Li Mu, Zuo Wangmeng, Gu Shuhang, You Jane, Zhang David
IEEE Trans Pattern Anal Mach Intell. 2021 Oct;43(10):3446-3461. doi: 10.1109/TPAMI.2020.2983926. Epub 2021 Sep 2.
Learning-based lossy image compression usually involves the joint optimization of rate-distortion performance, and requires to cope with the spatial variation of image content and contextual dependence among learned codes.
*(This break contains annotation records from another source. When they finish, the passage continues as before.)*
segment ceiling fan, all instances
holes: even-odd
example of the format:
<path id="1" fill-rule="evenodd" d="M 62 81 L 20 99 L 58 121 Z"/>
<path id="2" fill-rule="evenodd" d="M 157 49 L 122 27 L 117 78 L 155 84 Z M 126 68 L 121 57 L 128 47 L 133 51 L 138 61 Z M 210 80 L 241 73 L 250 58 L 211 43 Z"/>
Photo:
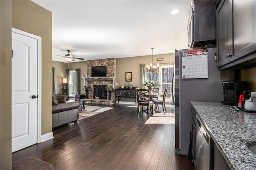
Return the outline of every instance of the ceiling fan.
<path id="1" fill-rule="evenodd" d="M 70 62 L 70 61 L 76 61 L 75 60 L 75 59 L 81 59 L 82 60 L 84 60 L 84 59 L 82 58 L 78 58 L 78 57 L 75 57 L 75 55 L 72 55 L 72 54 L 70 54 L 69 53 L 70 53 L 70 50 L 67 50 L 68 51 L 68 54 L 66 54 L 64 56 L 62 56 L 62 55 L 57 55 L 56 54 L 54 54 L 54 55 L 57 55 L 57 56 L 60 56 L 60 57 L 63 57 L 64 58 L 64 59 L 66 59 L 67 61 Z"/>

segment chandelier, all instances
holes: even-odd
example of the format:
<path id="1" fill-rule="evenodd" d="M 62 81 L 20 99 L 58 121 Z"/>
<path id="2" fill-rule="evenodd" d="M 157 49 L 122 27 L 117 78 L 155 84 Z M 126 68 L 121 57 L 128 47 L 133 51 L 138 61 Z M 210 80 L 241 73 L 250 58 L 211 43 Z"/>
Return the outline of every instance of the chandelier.
<path id="1" fill-rule="evenodd" d="M 154 57 L 154 55 L 153 55 L 153 50 L 154 50 L 154 48 L 151 48 L 152 49 L 152 63 L 149 63 L 149 65 L 148 64 L 147 64 L 146 65 L 146 67 L 147 67 L 147 72 L 151 72 L 153 73 L 156 71 L 158 71 L 158 69 L 159 68 L 159 66 L 160 64 L 159 63 L 156 64 L 156 65 L 155 64 L 154 64 L 153 63 L 153 57 Z"/>

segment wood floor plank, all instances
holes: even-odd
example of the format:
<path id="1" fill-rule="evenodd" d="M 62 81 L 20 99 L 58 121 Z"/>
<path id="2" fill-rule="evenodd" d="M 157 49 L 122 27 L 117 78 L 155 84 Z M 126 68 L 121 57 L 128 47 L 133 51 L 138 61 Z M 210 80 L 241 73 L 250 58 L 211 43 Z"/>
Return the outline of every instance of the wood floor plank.
<path id="1" fill-rule="evenodd" d="M 54 138 L 13 153 L 12 161 L 35 157 L 56 170 L 193 170 L 187 156 L 175 152 L 174 125 L 145 124 L 153 115 L 138 116 L 133 106 L 116 105 L 54 128 Z"/>

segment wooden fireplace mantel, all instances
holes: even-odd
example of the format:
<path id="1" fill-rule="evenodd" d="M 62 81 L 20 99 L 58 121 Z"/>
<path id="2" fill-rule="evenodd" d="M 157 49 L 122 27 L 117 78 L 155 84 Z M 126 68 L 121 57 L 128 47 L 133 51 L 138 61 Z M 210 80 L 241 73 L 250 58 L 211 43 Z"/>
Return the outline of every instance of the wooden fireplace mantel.
<path id="1" fill-rule="evenodd" d="M 113 81 L 113 77 L 89 77 L 85 78 L 85 80 L 86 81 Z M 115 80 L 116 78 L 114 77 L 114 79 Z"/>

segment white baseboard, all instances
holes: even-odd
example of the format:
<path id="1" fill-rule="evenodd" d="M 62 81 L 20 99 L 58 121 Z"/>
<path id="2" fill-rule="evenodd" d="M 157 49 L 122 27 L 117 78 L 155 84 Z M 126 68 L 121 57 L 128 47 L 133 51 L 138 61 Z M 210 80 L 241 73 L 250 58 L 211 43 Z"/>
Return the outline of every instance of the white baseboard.
<path id="1" fill-rule="evenodd" d="M 41 136 L 41 142 L 45 142 L 46 141 L 52 139 L 52 138 L 54 138 L 53 136 L 53 132 L 51 132 Z"/>

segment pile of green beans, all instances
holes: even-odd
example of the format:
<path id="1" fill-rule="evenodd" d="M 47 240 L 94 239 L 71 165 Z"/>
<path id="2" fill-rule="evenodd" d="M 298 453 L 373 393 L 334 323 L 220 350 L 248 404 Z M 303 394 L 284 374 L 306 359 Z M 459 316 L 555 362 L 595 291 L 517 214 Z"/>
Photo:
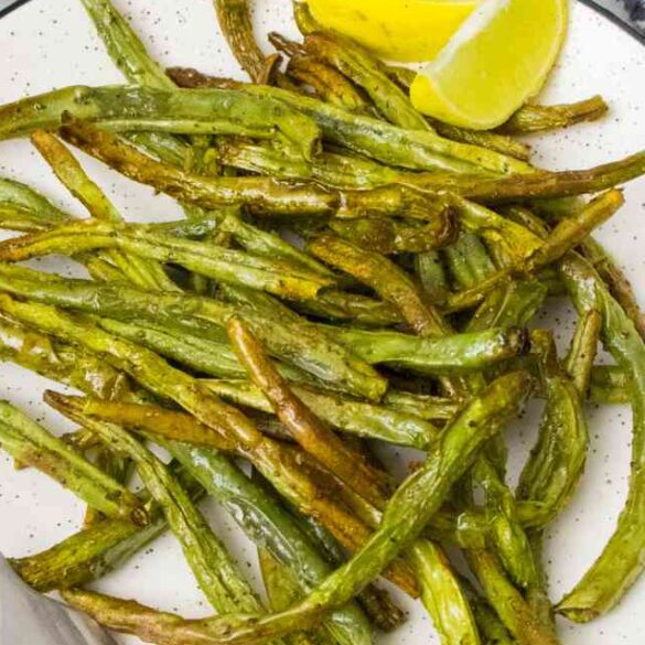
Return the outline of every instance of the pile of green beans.
<path id="1" fill-rule="evenodd" d="M 405 621 L 379 577 L 423 603 L 442 645 L 558 645 L 556 614 L 614 608 L 645 563 L 645 319 L 591 235 L 645 152 L 550 172 L 514 138 L 600 119 L 603 99 L 471 131 L 418 112 L 409 69 L 301 2 L 303 41 L 272 33 L 265 55 L 247 0 L 215 0 L 250 83 L 164 71 L 109 0 L 82 3 L 128 85 L 0 106 L 0 139 L 29 137 L 88 214 L 0 178 L 0 228 L 20 234 L 0 243 L 0 359 L 83 395 L 44 394 L 78 428 L 62 438 L 0 402 L 0 447 L 88 505 L 15 571 L 160 645 L 370 645 Z M 185 219 L 125 222 L 73 147 Z M 88 277 L 19 266 L 54 254 Z M 537 318 L 562 295 L 579 314 L 567 356 Z M 601 345 L 615 364 L 595 364 Z M 503 433 L 531 397 L 545 411 L 513 487 Z M 587 404 L 633 409 L 630 493 L 555 602 L 541 549 L 584 480 Z M 418 463 L 397 480 L 374 443 Z M 255 542 L 268 602 L 206 496 Z M 169 529 L 217 615 L 86 589 Z"/>

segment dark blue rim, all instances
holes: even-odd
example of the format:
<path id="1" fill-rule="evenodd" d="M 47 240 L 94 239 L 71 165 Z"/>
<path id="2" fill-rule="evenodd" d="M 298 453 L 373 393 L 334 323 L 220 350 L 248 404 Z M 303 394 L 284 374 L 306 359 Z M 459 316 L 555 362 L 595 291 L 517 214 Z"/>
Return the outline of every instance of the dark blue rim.
<path id="1" fill-rule="evenodd" d="M 8 7 L 7 9 L 0 9 L 0 18 L 11 13 L 15 9 L 19 9 L 23 4 L 26 4 L 30 0 L 17 0 L 13 4 L 11 4 L 11 7 Z M 617 15 L 612 13 L 609 9 L 605 9 L 604 7 L 600 7 L 599 4 L 593 2 L 593 0 L 579 0 L 579 2 L 582 2 L 582 4 L 585 4 L 587 7 L 593 9 L 594 11 L 596 11 L 598 13 L 600 13 L 601 15 L 603 15 L 604 18 L 606 18 L 608 20 L 613 22 L 616 26 L 620 26 L 623 31 L 628 33 L 631 36 L 635 37 L 641 44 L 645 45 L 645 32 L 642 31 L 641 29 L 638 29 L 637 26 L 630 24 L 630 23 L 625 22 L 624 20 L 621 20 Z"/>
<path id="2" fill-rule="evenodd" d="M 29 0 L 17 0 L 13 4 L 8 7 L 7 9 L 0 9 L 0 18 L 2 18 L 3 15 L 7 15 L 8 13 L 11 13 L 14 9 L 22 7 L 23 4 L 26 4 L 28 2 L 29 2 Z"/>

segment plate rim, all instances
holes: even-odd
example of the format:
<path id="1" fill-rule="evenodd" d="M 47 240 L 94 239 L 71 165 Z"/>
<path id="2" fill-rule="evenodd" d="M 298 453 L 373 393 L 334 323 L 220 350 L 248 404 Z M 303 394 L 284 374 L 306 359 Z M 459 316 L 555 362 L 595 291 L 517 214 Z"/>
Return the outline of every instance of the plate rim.
<path id="1" fill-rule="evenodd" d="M 14 2 L 12 4 L 10 4 L 9 7 L 6 7 L 4 9 L 0 8 L 0 19 L 6 17 L 6 15 L 9 15 L 10 13 L 15 11 L 17 9 L 20 9 L 21 7 L 23 7 L 24 4 L 26 4 L 30 1 L 31 0 L 14 0 Z M 593 0 L 578 0 L 578 1 L 582 2 L 582 4 L 584 4 L 585 7 L 589 7 L 590 9 L 595 11 L 596 13 L 600 13 L 600 15 L 602 15 L 603 18 L 605 18 L 606 20 L 609 20 L 610 22 L 612 22 L 616 26 L 621 28 L 625 33 L 630 34 L 637 42 L 639 42 L 643 46 L 645 46 L 645 31 L 641 31 L 641 29 L 638 29 L 634 24 L 631 24 L 626 20 L 621 19 L 619 15 L 616 15 L 615 13 L 613 13 L 611 10 L 606 9 L 605 7 L 596 4 Z"/>

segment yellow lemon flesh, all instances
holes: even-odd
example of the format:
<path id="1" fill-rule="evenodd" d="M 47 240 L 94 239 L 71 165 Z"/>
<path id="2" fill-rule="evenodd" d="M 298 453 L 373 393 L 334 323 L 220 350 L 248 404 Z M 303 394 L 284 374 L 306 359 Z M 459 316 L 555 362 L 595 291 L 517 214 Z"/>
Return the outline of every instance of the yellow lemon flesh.
<path id="1" fill-rule="evenodd" d="M 502 125 L 544 85 L 567 23 L 567 0 L 485 0 L 417 75 L 415 107 L 454 126 Z"/>
<path id="2" fill-rule="evenodd" d="M 389 61 L 430 61 L 482 0 L 308 0 L 313 17 Z"/>

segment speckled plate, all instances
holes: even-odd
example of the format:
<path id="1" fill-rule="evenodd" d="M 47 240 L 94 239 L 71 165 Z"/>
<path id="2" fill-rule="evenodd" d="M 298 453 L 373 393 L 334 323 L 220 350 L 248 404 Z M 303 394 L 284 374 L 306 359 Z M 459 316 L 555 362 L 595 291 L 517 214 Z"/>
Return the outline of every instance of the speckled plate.
<path id="1" fill-rule="evenodd" d="M 117 0 L 116 4 L 132 19 L 153 55 L 162 63 L 192 65 L 216 75 L 241 78 L 217 32 L 211 0 Z M 256 21 L 258 33 L 279 30 L 295 35 L 289 0 L 258 0 Z M 584 168 L 645 149 L 643 45 L 578 3 L 573 7 L 571 22 L 570 37 L 544 100 L 566 101 L 602 93 L 612 111 L 601 123 L 533 139 L 536 163 L 552 169 Z M 119 82 L 119 74 L 104 53 L 77 0 L 32 0 L 0 20 L 1 103 L 69 84 Z M 151 190 L 121 179 L 94 160 L 83 161 L 129 219 L 159 221 L 179 216 L 176 206 L 169 198 L 154 196 Z M 69 211 L 83 214 L 25 141 L 0 143 L 0 174 L 31 183 Z M 600 232 L 600 238 L 625 266 L 641 301 L 645 302 L 645 181 L 631 184 L 626 196 L 627 205 Z M 55 258 L 47 258 L 40 266 L 67 269 Z M 558 308 L 556 303 L 544 318 L 566 343 L 574 320 L 570 309 L 566 305 Z M 13 365 L 0 364 L 0 396 L 44 420 L 54 430 L 63 431 L 66 423 L 40 400 L 45 387 L 56 386 Z M 522 424 L 508 432 L 515 470 L 535 438 L 539 408 L 530 412 Z M 553 599 L 559 599 L 570 589 L 599 555 L 611 535 L 625 496 L 630 410 L 613 407 L 589 412 L 592 450 L 587 474 L 570 508 L 548 536 L 547 560 Z M 252 547 L 216 505 L 206 505 L 204 510 L 245 569 L 248 563 L 249 576 L 254 577 L 256 557 Z M 55 544 L 78 528 L 82 513 L 80 504 L 71 494 L 52 485 L 44 475 L 32 471 L 15 472 L 11 462 L 0 456 L 2 552 L 22 556 Z M 118 572 L 106 577 L 97 588 L 186 616 L 208 613 L 179 547 L 169 536 L 157 540 Z M 378 644 L 439 643 L 420 605 L 405 599 L 402 602 L 409 609 L 408 623 L 395 634 L 380 636 Z M 645 581 L 641 581 L 609 616 L 584 626 L 562 622 L 562 641 L 568 645 L 642 645 L 645 639 L 644 606 Z M 126 638 L 123 642 L 137 641 Z"/>

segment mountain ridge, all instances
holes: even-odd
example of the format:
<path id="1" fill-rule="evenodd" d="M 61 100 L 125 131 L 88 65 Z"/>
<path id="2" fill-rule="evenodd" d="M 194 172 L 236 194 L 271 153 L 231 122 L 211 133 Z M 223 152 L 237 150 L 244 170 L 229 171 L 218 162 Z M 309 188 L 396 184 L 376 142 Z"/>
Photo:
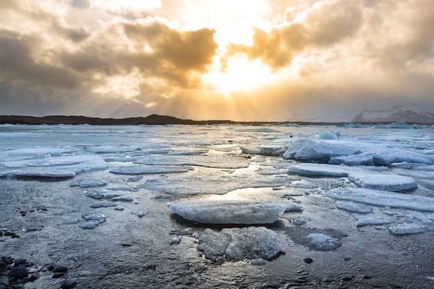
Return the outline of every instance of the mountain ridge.
<path id="1" fill-rule="evenodd" d="M 363 112 L 371 111 L 365 109 Z M 379 111 L 381 112 L 381 111 Z M 361 112 L 360 114 L 362 114 Z M 431 114 L 431 113 L 428 113 Z M 431 121 L 409 121 L 408 124 L 417 125 L 433 125 L 434 123 L 434 114 Z M 362 124 L 380 124 L 392 123 L 392 121 L 367 121 L 358 120 L 357 117 L 352 121 Z M 19 124 L 19 125 L 214 125 L 214 124 L 244 124 L 251 125 L 268 125 L 273 123 L 288 124 L 297 123 L 300 125 L 340 125 L 349 123 L 348 121 L 234 121 L 229 120 L 208 120 L 195 121 L 191 119 L 178 119 L 174 116 L 164 116 L 159 114 L 150 114 L 148 116 L 130 117 L 125 119 L 97 118 L 83 116 L 29 116 L 17 115 L 0 115 L 0 124 Z"/>
<path id="2" fill-rule="evenodd" d="M 434 113 L 418 111 L 417 104 L 412 104 L 408 107 L 406 105 L 397 105 L 389 110 L 370 110 L 365 107 L 353 119 L 354 123 L 433 123 Z"/>

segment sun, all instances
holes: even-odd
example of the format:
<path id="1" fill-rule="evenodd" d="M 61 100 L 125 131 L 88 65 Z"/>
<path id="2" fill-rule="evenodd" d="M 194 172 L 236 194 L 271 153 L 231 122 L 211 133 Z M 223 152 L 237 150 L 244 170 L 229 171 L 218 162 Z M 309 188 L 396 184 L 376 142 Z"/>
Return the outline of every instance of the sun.
<path id="1" fill-rule="evenodd" d="M 275 78 L 270 68 L 257 60 L 229 58 L 225 67 L 214 61 L 209 72 L 202 76 L 202 80 L 206 87 L 227 96 L 233 92 L 254 90 Z"/>

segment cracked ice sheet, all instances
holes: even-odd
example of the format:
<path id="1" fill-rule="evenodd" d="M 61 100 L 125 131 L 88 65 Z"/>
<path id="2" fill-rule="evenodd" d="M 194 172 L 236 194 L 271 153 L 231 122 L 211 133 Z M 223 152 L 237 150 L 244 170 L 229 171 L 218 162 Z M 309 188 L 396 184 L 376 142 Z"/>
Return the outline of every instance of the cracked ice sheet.
<path id="1" fill-rule="evenodd" d="M 264 227 L 225 228 L 221 231 L 207 229 L 199 236 L 197 248 L 207 259 L 214 261 L 219 257 L 232 261 L 268 260 L 284 249 L 277 243 L 277 236 Z"/>
<path id="2" fill-rule="evenodd" d="M 116 175 L 150 175 L 173 173 L 186 173 L 193 170 L 191 166 L 125 166 L 110 170 Z"/>
<path id="3" fill-rule="evenodd" d="M 237 189 L 281 186 L 292 180 L 288 177 L 187 177 L 148 179 L 139 186 L 169 195 L 224 195 Z"/>
<path id="4" fill-rule="evenodd" d="M 1 172 L 3 176 L 10 177 L 71 177 L 76 174 L 103 170 L 108 168 L 104 160 L 96 156 L 87 156 L 87 161 L 71 165 L 42 166 L 40 168 L 25 167 L 18 170 Z"/>
<path id="5" fill-rule="evenodd" d="M 237 156 L 205 155 L 148 155 L 137 159 L 133 164 L 160 166 L 198 166 L 216 168 L 243 168 L 250 164 L 250 161 Z"/>
<path id="6" fill-rule="evenodd" d="M 205 224 L 272 224 L 285 212 L 286 204 L 247 200 L 186 201 L 169 204 L 186 220 Z"/>
<path id="7" fill-rule="evenodd" d="M 364 167 L 368 168 L 368 167 Z M 374 170 L 383 168 L 369 167 Z M 288 167 L 288 170 L 300 175 L 322 177 L 348 177 L 348 179 L 365 189 L 383 191 L 403 191 L 417 187 L 417 183 L 410 177 L 390 175 L 364 169 L 361 167 L 336 166 L 327 164 L 299 164 Z"/>
<path id="8" fill-rule="evenodd" d="M 362 188 L 329 192 L 327 195 L 334 199 L 361 202 L 372 206 L 434 212 L 434 198 L 430 197 Z"/>

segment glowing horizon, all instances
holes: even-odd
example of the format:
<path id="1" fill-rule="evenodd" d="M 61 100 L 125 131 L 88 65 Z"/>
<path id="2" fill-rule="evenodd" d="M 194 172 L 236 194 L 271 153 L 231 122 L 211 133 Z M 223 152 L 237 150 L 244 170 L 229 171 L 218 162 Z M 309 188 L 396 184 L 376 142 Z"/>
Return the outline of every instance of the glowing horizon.
<path id="1" fill-rule="evenodd" d="M 365 107 L 434 111 L 433 6 L 6 0 L 0 114 L 349 121 Z"/>

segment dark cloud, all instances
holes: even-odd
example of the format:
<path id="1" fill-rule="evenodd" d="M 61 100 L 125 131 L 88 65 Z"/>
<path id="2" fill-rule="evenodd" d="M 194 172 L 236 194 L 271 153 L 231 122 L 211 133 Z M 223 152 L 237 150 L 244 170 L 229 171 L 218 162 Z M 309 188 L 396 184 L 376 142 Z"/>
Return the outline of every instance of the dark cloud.
<path id="1" fill-rule="evenodd" d="M 183 88 L 198 87 L 201 82 L 198 76 L 207 71 L 218 48 L 215 32 L 207 28 L 182 32 L 152 21 L 125 24 L 122 31 L 112 27 L 106 32 L 109 33 L 95 36 L 76 52 L 62 53 L 62 63 L 78 72 L 106 76 L 137 69 L 144 77 L 157 77 Z M 127 39 L 119 44 L 122 33 Z"/>
<path id="2" fill-rule="evenodd" d="M 124 30 L 139 51 L 146 51 L 147 45 L 152 50 L 148 54 L 160 64 L 181 71 L 206 72 L 218 48 L 214 40 L 215 31 L 208 28 L 180 32 L 155 21 L 144 25 L 127 24 Z"/>
<path id="3" fill-rule="evenodd" d="M 357 6 L 347 1 L 327 2 L 309 10 L 304 21 L 267 32 L 254 29 L 253 44 L 229 44 L 227 56 L 245 54 L 260 59 L 274 71 L 290 65 L 308 49 L 329 47 L 356 33 L 362 23 Z"/>
<path id="4" fill-rule="evenodd" d="M 11 83 L 73 89 L 82 80 L 76 74 L 53 64 L 37 62 L 32 58 L 31 48 L 39 40 L 0 30 L 0 79 Z"/>

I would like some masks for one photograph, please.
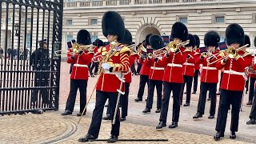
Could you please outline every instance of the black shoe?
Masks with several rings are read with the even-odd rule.
[[[63,113],[62,113],[62,115],[71,115],[72,112],[70,110],[65,110]]]
[[[96,138],[95,137],[90,134],[86,134],[86,137],[80,138],[78,139],[78,142],[93,142],[93,141],[96,141]]]
[[[202,117],[202,114],[201,113],[198,112],[195,115],[194,115],[193,118],[197,119],[197,118],[199,118]]]
[[[214,119],[214,115],[209,115],[208,119]]]
[[[255,125],[256,120],[254,118],[250,118],[250,121],[246,122],[246,125]]]
[[[224,137],[224,133],[222,131],[218,131],[214,137],[214,138],[215,139],[215,141],[218,141],[221,139],[221,138]]]
[[[235,139],[237,138],[237,135],[235,135],[235,132],[234,131],[231,131],[230,132],[230,139]]]
[[[249,101],[247,103],[246,103],[247,106],[251,106],[253,105],[253,102],[251,101]]]
[[[82,115],[86,115],[86,112],[85,112]],[[77,114],[77,116],[78,116],[78,117],[80,117],[81,115],[82,115],[82,113],[80,113],[80,112]]]
[[[160,109],[157,109],[157,110],[155,110],[155,113],[160,113]]]
[[[114,135],[111,135],[109,138],[109,139],[107,139],[107,142],[111,142],[111,143],[116,142],[118,141],[118,137],[114,136]]]
[[[174,129],[178,127],[178,122],[171,122],[171,125],[169,126],[170,129]]]
[[[162,128],[166,127],[166,122],[160,121],[159,124],[155,128],[157,130],[161,130]]]
[[[150,109],[149,108],[146,108],[143,111],[142,111],[143,114],[148,114],[148,113],[150,113]]]
[[[136,98],[136,99],[134,99],[134,101],[135,101],[136,102],[142,102],[142,98]]]
[[[126,121],[126,117],[120,118],[120,122],[123,122],[123,121]]]
[[[108,121],[108,120],[111,120],[111,117],[110,117],[110,114],[106,114],[106,117],[103,117],[102,118],[102,120],[106,120],[106,121]]]

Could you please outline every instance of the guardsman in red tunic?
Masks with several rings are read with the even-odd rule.
[[[84,46],[91,44],[90,33],[86,30],[79,30],[77,38],[78,45]],[[67,62],[74,64],[70,75],[70,90],[66,101],[65,111],[62,114],[62,115],[72,114],[75,98],[77,96],[77,91],[79,88],[80,111],[77,115],[81,116],[86,103],[88,64],[91,62],[93,53],[80,50],[79,53],[74,53],[74,54],[71,55],[70,54],[70,52],[73,52],[73,50],[70,50],[67,54]]]
[[[183,91],[185,84],[186,84],[186,103],[183,105],[184,106],[190,106],[192,82],[194,75],[195,60],[194,58],[194,52],[193,51],[193,47],[195,46],[195,38],[192,34],[189,34],[189,40],[190,43],[186,46],[186,50],[182,52],[182,56],[186,59],[185,63],[183,63],[184,83],[182,86],[181,93],[179,94],[180,105],[182,105]]]
[[[241,102],[245,89],[245,68],[251,65],[253,58],[249,53],[238,50],[245,43],[245,34],[239,25],[233,23],[226,28],[226,39],[228,47],[233,47],[236,50],[236,54],[231,54],[229,48],[225,58],[216,63],[216,68],[218,70],[224,68],[224,73],[221,84],[215,140],[224,137],[227,113],[230,104],[232,118],[230,138],[232,139],[236,138],[235,132],[238,130]]]
[[[171,38],[174,42],[180,43],[188,39],[188,30],[186,26],[182,22],[175,22],[171,30]],[[157,130],[162,130],[166,126],[167,113],[169,107],[169,101],[170,92],[173,92],[173,118],[172,124],[169,128],[175,128],[178,126],[180,112],[180,98],[182,85],[184,82],[182,74],[182,65],[186,62],[182,54],[180,47],[175,49],[174,52],[169,50],[162,60],[158,60],[157,63],[166,66],[163,74],[163,99],[162,101],[161,115],[159,124],[156,126]],[[164,66],[164,67],[165,67]]]
[[[99,78],[96,85],[96,105],[93,112],[92,121],[85,138],[79,138],[79,142],[95,141],[98,137],[102,123],[104,105],[109,99],[111,119],[114,119],[115,106],[118,102],[122,73],[129,70],[129,56],[130,50],[119,43],[125,35],[125,26],[121,15],[114,11],[108,11],[104,14],[102,27],[103,35],[110,42],[110,46],[102,47],[101,51],[102,65]],[[120,75],[122,78],[120,78]],[[111,129],[111,136],[108,142],[118,141],[120,129],[120,114],[118,107],[115,122]]]
[[[157,50],[164,47],[164,42],[162,38],[158,35],[151,35],[150,37],[150,43],[154,50]],[[160,113],[162,96],[162,77],[164,74],[164,66],[157,63],[158,59],[162,59],[164,54],[159,55],[157,58],[154,54],[148,56],[145,63],[150,66],[150,81],[149,81],[149,93],[146,98],[146,109],[142,111],[143,114],[150,112],[153,105],[154,87],[157,89],[157,110],[156,113]]]
[[[199,37],[196,34],[194,34],[194,37],[195,38],[195,46],[194,47],[194,59],[199,58],[201,56],[200,54],[200,39]],[[196,94],[198,90],[198,75],[199,75],[199,69],[200,69],[200,65],[198,63],[194,64],[194,84],[193,84],[193,92],[192,94]]]
[[[151,48],[150,44],[150,37],[152,34],[148,34],[145,39],[145,46],[146,48]],[[144,94],[145,85],[147,84],[147,87],[149,89],[149,75],[150,71],[150,66],[145,62],[146,61],[146,55],[142,54],[140,57],[139,62],[142,64],[141,70],[139,72],[140,79],[139,79],[139,87],[138,92],[138,98],[134,99],[135,102],[142,102],[142,97]]]
[[[218,70],[216,69],[216,62],[220,56],[218,53],[214,53],[215,49],[218,46],[218,42],[220,41],[220,37],[216,31],[209,31],[206,34],[204,42],[205,46],[208,49],[206,55],[202,55],[199,59],[197,60],[197,63],[202,64],[201,73],[201,85],[200,85],[200,94],[199,102],[198,105],[197,114],[193,118],[202,118],[205,114],[205,106],[206,101],[207,90],[210,95],[210,108],[209,119],[214,118],[216,110],[216,90],[217,84],[218,82]],[[213,62],[211,64],[211,62]]]

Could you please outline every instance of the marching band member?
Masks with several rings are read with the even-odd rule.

Traditional entropy models can spatially adapt the local bit rate based on the image content, but usually are limited in exploiting context in code space. On the other hand, most deep context models are computationally very expensive and cannot efficiently perform decoding over the symbols in parallel. In this paper, we present a content-weighted encoder-decoder model, where the channel-wise multi-valued quantization is deployed for the discretization of the encoder features, and an importance map subnet is introduced to generate the importance masks for spatially varying code pruning. Consequently, the summation of importance masks can serve as an upper bound of the length of bitstream. Furthermore, the quantized representations of the learned code and importance map are still spatially dependent, which can be losslessly compressed using arithmetic coding. To compress the codes effectively and efficiently, we propose an upper-triangular masked convolutional network (triuMCN) for large context modeling. Experiments show that the proposed method can produce visually much better results, and performs favorably against deep and traditional lossy image compression approaches.
基于学习的有损图像压缩通常涉及率失真性能的联合优化,并且需要应对图像内容的空间变化以及学习到的代码之间的上下文依赖性。传统熵模型可以根据图像内容在空间上自适应局部比特率,但通常在利用代码空间中的上下文方面存在局限性。另一方面,大多数深度上下文模型计算成本非常高,并且不能有效地对符号进行并行解码。在本文中,我们提出了一种内容加权的编码器 - 解码器模型,其中针对编码器特征的离散化部署了通道级多值量化,并引入了一个重要性映射子网来生成用于空间变化代码剪枝的重要性掩码。因此,重要性掩码的总和可以用作比特流长度的上限。此外,学习到的代码和重要性映射的量化表示在空间上仍然相关,可以使用算术编码进行无损压缩。为了有效且高效地压缩代码,我们提出了一种用于大上下文建模的上三角掩码卷积网络(triuMCN)。实验表明,所提出的方法可以产生视觉上更好的结果,并且在与深度和传统有损图像压缩方法的比较中表现出色。